W drugiej kolejności, zdaniem organizacji, należy skutecznie odblokować rozwój energetyki wiatrowej na lądzie. W taki sposób, żeby „obwarowania prawne dla tego rodzaju instalacji nie odbiegały od przyjętych dla innych źródeł wytwarzania czystej energii”.
– Polski rząd musi przyjąć również wiarygodny cel i plan transformacji zeroemisyjnej, a więc osiągnięcia neutralności klimatycznej w latach 40-tych XXI wieku.

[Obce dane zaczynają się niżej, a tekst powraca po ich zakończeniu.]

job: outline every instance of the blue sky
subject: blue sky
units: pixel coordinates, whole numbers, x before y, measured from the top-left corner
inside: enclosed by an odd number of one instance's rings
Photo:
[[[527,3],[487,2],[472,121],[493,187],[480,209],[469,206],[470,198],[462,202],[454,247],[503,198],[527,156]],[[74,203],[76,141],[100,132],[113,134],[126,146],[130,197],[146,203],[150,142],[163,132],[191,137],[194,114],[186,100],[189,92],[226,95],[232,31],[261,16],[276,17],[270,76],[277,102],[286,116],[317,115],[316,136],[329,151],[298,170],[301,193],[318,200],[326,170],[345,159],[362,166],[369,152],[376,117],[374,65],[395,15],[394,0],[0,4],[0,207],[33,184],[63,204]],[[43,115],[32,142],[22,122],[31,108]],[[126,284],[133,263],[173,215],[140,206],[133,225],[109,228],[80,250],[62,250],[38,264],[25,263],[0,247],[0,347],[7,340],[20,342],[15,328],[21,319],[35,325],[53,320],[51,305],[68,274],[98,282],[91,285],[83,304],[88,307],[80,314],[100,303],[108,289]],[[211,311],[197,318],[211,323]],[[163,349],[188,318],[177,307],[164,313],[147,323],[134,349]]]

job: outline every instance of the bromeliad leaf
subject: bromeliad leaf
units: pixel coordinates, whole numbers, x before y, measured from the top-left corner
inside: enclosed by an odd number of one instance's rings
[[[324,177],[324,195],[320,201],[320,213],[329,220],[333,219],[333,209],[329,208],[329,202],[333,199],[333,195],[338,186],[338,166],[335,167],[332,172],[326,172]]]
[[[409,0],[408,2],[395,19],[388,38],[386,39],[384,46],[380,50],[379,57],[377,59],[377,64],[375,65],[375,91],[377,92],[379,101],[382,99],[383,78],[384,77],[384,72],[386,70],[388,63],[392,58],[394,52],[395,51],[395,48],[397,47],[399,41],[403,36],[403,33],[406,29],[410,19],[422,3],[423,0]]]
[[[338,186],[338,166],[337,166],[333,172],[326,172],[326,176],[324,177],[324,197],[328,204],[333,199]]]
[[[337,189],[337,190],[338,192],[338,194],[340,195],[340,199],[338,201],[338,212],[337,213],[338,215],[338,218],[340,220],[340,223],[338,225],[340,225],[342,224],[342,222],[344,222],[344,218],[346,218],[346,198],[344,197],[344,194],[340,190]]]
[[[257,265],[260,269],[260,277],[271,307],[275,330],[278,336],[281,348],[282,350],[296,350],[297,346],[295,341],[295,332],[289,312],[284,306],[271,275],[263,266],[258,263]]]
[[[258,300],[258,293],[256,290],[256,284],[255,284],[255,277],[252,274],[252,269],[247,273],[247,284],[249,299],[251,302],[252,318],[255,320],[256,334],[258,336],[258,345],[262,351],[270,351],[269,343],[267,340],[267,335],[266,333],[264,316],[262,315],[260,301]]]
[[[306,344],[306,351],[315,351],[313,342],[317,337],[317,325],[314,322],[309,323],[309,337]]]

Polska jest jedynym krajem UE, który wciąż nie przyjął celu neutralności klimatycznej, nie ma też celu pośredniego ograniczenia emisji, ani własnego prawa klimatycznego.
Brak własnej polityki klimatycznej, jak wyjaśnia prawniczka, niekoniecznie znaczy, że emisje w naszej gospodarce nie będą spadać. Jednak spadek ten będzie najpewniej wolniejszy niż mógłby być, chaotyczny, bardziej kosztowny i przypadkowy, a więc bolesny dla społeczeństwa i gospodarki. Dobrze zaplanowany i zakomunikowany proces, to szansa dla Polski.
Równie konieczna jest adaptacja do zmian klimatycznych. – Ze szczególnym naciskiem na ochronę i przywracanie zasobów przyrodniczych: ekosystemów rzecznych, torfowisk, lasów i łąk, a także przyrody miejskiej – mówi w rozmowie ze SmogLabem. – W adaptacji do zmian klimatu to natura i jej rozwiązania są największym sprzymierzeńcem.